The utter stupidity of this assertion is stunning. In law, there is a term called Proximate Cause. I used to work in insurance, so this term came up from time to time. The proximate cause of an injury is one which is sufficiently related to an injury that it can be considered the root cause. So, if your house burns down, the fire is the cause, but that load of gasoline-soaked rags you left next to propane heater with the pilot light would be the proximate cause. In short, if you’re an idiot and it comes back to bite you, it’s your fault. Foreseeability is the element that is generally used in insurance. This means that if an outcome can be reasonably predicted (an admittably nebulous legal term), then that cause is the proximate one. In the case of video games being responsible for Ricketts, that would indeed be the direct cause. However, I would argue that it is not the proximate cause. Since allowing a child to stay indoors all day staring at a TV screen (either for video games or regular programming) is clearly bad for them in the first place, the parents actions (or lack thereof) are the real culprits here.
And how do these “scientists” and “doctors” suggest we fix the problem? Not by advocating that parents boot their kids out the door and force them to play outside (which might also help alleviate childhood obesity and all of its associated problems). No, instead, the state should mandate that the vitamin be added to certain foods. Excuse me, Dr. Douchebag, but wouldn’t it be easier and cheaper to just tell the kids to go kick a soccer ball for an hour a day? How about, instead of nannying parents and their kids to death, we cause a little social change back toward personal responsibility (which in the case of parents includes taking care of their kids, whom they made).
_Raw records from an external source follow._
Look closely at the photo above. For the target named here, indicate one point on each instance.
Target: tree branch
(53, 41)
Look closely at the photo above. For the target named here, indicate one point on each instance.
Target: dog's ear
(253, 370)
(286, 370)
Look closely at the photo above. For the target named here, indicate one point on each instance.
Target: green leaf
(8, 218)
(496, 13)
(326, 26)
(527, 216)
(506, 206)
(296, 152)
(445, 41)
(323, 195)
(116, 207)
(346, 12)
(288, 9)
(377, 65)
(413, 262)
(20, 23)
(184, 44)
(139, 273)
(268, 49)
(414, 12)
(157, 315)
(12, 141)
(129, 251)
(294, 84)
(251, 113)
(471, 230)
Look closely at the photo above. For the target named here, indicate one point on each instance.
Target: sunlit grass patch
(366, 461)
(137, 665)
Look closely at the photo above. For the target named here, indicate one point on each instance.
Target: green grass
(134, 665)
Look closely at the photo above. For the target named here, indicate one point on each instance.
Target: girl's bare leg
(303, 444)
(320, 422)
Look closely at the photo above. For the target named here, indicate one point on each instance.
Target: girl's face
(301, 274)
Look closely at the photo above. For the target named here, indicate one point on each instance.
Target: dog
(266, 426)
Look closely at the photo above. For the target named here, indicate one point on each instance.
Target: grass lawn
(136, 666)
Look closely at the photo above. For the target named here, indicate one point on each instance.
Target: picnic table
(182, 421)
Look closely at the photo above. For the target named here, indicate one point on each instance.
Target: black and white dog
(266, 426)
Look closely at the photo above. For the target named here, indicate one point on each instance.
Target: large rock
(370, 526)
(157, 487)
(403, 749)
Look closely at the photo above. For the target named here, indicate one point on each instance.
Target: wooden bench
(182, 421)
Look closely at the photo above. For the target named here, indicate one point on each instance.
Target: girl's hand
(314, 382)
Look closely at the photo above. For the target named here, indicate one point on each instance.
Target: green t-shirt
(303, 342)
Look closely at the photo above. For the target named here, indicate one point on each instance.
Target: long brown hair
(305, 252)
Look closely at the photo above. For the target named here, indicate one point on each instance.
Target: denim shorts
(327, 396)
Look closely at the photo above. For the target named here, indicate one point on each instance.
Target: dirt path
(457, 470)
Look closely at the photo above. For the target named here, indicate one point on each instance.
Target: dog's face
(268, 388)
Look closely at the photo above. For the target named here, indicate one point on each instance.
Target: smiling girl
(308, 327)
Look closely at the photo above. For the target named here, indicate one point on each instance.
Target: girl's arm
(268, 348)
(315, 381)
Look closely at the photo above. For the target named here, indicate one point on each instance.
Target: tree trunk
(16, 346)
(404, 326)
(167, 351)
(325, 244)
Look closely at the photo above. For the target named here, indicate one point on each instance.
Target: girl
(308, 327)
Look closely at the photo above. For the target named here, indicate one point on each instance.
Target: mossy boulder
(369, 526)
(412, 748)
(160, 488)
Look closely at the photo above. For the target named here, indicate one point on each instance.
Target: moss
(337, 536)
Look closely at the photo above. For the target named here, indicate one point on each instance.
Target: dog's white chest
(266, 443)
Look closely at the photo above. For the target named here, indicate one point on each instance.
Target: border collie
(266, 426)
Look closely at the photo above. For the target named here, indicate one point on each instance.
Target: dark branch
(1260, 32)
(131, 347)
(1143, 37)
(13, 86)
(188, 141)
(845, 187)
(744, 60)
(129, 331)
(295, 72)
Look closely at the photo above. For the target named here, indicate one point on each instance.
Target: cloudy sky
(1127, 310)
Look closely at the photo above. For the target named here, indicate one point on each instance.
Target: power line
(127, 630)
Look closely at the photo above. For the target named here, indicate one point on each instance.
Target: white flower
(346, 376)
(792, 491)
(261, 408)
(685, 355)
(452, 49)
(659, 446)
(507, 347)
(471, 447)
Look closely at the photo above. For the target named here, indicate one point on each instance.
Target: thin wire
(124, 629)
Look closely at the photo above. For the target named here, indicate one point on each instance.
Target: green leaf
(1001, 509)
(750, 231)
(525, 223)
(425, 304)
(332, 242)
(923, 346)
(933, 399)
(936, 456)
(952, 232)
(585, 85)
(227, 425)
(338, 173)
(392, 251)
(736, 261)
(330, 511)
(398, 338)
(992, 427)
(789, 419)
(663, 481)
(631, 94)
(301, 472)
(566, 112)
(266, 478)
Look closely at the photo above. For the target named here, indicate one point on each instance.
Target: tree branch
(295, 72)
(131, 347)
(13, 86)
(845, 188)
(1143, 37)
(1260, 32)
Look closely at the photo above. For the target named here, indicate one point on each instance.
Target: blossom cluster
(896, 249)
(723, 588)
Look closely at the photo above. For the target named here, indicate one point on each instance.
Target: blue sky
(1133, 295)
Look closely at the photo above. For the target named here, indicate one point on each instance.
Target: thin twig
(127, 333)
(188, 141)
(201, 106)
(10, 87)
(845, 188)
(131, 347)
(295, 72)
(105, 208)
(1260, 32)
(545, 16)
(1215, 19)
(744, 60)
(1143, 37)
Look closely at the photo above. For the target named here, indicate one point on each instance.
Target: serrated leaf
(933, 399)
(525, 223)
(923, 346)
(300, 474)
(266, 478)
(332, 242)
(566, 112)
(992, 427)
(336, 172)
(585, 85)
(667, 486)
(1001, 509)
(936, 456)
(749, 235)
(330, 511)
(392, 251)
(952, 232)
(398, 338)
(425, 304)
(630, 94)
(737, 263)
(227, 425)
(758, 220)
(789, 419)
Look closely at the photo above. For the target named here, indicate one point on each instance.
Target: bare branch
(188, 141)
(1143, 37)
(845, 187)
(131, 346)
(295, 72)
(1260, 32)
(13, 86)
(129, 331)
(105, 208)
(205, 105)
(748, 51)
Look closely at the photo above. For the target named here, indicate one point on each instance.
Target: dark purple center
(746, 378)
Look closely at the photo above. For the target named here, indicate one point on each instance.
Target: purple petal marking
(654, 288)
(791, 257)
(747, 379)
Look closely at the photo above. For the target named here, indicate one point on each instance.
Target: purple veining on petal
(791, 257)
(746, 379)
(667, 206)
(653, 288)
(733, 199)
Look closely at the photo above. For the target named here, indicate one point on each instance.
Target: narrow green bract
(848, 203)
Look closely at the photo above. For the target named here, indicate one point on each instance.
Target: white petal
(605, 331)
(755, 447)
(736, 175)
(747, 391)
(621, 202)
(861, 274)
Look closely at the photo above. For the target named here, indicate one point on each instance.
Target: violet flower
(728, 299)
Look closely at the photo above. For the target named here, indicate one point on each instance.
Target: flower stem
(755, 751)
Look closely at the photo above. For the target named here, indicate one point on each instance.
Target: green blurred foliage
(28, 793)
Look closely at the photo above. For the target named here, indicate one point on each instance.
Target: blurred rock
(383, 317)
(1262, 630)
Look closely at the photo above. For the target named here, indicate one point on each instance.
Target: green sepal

This is the same issue that comes up when some 14 year old does something he saw in Grand Theft Auto. The game gets blamed, but who bought their teen (or in many cases, pre-teen) a game that’s rated for ages 17 and up? Who didn’t instill in their child that this is fantasy and completely not acceptable in real society? Someone needs to be held accountable. You don’t let a 13 year old go to an MC-17 movie, and most retail stores won’t sell M-rated video games to minors without their parents present. I worked a holiday season at Circuit City back in 2005, and I can vouch for their policy of checking IDs and prohibiting the sale of such games to anyone 16 or younger. No ID, no game. So how do kids get these games when they’re too young to really be able to understand them? Because their parents are jackasses that don’t know how to raise a child, that’s why. I remember when I was a kid and Mortal Kombat came out. I wasn’t allowed to play it. I played it at a friend’s house as a result, in secret, behind my mother’s back. Look, kids will always figure out a way to get around the rules parents set for them, but that’s part of being a kid. Parents at least need to make the kids work for it. It builds character.
I was a game junky from the get-go, playing on my NES and even an old Atari, but I never suffered from a Vitamin D deficiency because my parents threatened to take the games away if I didn’t spend at least some time outside. Ricketts isn’t being cause by games. It’s being caused by bad parenting. Society should take some responsibility for a change.